We’ve talked multiples times regarding the social signals influence on SEO and we say every time that a strong presence on social networks is correlated with better rankings. This basically debunks the myth and tells everyone that an active profile on social media can positively influence your business on a local side for sure.
You must be careful what you post, the frequency; create engagement by responding to comments; follow other pages and create a relationship with other brands; make sponsored ads to boost visibility.

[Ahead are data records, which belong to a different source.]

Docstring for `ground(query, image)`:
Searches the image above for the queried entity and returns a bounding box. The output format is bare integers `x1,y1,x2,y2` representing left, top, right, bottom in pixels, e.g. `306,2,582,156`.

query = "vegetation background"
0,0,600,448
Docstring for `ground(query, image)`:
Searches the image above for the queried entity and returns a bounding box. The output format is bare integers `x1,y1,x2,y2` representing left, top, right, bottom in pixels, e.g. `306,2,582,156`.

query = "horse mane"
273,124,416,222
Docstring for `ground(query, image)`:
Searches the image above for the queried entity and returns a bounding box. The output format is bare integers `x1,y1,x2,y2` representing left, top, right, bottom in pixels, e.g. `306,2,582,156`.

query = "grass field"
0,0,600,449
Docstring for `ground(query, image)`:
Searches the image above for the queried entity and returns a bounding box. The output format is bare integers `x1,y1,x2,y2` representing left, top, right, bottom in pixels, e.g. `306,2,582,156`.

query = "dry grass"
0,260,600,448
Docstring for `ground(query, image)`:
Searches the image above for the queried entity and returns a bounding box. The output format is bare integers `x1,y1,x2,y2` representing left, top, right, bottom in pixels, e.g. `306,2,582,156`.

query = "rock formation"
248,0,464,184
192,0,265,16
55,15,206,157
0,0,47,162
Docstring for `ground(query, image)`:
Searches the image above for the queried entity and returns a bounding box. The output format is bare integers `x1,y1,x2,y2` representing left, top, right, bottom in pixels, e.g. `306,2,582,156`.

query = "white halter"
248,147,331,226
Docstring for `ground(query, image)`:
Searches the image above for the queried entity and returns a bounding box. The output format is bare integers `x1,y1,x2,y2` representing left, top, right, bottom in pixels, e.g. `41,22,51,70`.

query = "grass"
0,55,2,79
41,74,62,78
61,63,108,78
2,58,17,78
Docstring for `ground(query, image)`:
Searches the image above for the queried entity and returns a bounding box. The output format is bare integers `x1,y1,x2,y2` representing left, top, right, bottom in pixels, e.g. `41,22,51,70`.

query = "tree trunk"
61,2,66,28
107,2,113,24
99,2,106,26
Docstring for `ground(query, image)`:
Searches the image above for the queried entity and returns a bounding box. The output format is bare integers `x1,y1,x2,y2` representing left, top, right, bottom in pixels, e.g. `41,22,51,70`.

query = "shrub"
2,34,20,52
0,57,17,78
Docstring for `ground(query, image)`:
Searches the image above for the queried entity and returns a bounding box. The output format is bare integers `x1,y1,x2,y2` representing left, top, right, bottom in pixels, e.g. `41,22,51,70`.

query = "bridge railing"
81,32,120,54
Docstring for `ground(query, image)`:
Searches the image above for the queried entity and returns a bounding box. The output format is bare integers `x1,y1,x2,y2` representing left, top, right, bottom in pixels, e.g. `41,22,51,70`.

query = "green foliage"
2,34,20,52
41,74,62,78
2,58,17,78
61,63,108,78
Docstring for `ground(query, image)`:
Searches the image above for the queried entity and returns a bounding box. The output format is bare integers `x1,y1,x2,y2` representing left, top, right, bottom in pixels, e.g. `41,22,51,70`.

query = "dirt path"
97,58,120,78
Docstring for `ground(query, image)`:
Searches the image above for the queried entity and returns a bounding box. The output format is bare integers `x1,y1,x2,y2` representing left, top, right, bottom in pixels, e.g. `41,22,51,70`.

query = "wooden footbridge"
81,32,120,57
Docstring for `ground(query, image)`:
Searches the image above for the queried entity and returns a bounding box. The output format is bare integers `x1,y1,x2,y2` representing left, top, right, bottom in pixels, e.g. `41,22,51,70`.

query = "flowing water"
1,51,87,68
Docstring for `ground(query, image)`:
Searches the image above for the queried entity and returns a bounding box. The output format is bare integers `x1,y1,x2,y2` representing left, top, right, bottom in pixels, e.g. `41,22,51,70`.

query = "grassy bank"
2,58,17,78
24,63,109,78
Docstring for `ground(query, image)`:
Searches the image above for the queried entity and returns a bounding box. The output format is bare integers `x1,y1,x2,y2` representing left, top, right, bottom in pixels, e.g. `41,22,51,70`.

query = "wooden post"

For new ideas, you can look at your top competitors and see what type of posts they have on each social account and which get the higher traction. cognitiveSEO has a module named Social Visibility, where you can compare your website with other competitors and see their best-performing social networks and which content is more engaging.
Conclusion
There are so many misconceptions over the internet with lots of opinions floating around the local SEO topic, that my head started spinning. I saw there’s a problem regarding this topic and thought of making a list of all the myths that exist, but writing about the ones that are believed by more people. I hope I made things clearer for people who are struggling to gain traction in their local search results.
There are 3 things you should always consider when tackling the local SEO: NAP citations, local reviews and claiming your business on Google My Business plus lots of other practices you should stay away from.
Search engines can be your friend, but if don’t know how to talk to them and feed them with the right information to explain what your intentions are, they won’t be friends with you/your website.